Australian Anguish at Passenger Strip Searches in Qatar
The Australian Broadcasting Corporation reports Australia has formally complained about what it is calling the "offensive and grossly inappropriate" treatment of passengers at Doha airport in Qatar. The report says thirteen Australian women were taken off a flight to Sydney after a newborn baby was found in an airport bathroom and the travelers were forced to have invasive internal examinations.
Airport authorities say when a premature baby was discovered in a bathroom at the Hamad International Airport in Doha, Qatar, on October 2, all female passengers onboard a flight preparing to fly to Sydney were taken off the aircraft. The group included 13 Australian women.
They were taken to two ambulances waiting outside the airport and subjected to strip searches. Some of the women have told local media they were terrified and were not told why the examinations were being carried out.

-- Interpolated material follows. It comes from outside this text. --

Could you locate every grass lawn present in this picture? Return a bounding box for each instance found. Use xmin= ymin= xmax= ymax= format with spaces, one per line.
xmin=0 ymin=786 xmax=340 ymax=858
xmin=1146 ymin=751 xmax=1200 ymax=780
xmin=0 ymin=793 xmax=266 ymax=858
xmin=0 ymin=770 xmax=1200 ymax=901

The Australian Federal Police have been informed, although it is unclear what powers investigators might have over an incident that occurred in the Middle East.
Australian foreign minister Marise Payne says Australia has formally complained to Qatar.
“We also understand the matter has been reported to the Australian Federal Police. This is a grossly, grossly disturbing, offensive, concerning set of events. It is not something I have ever heard of occurring in my life in any context. We have made our views very clear to the Qatari authorities on this matter,” Payne said.
Media reports have said the Australian women could take legal action against authorities in Qatar.
Australian Labor opposition leader Anthony Albanese says their treatment has been unbelievable.
“Reports of this treatment are really disturbing. The idea that women could be subject to these very intrusive searches is in my view an absolute disgrace," Albanese said.
In a statement, airport officials in Doha said the baby was “safe” and being cared for in Qatar.
They added that medical staff had expressed concern to them “about the health and welfare of a mother who had just given birth and requested she be located prior to departing.”
Australian authorities have said they are expecting a report on the incident from the Qatari Government later this week.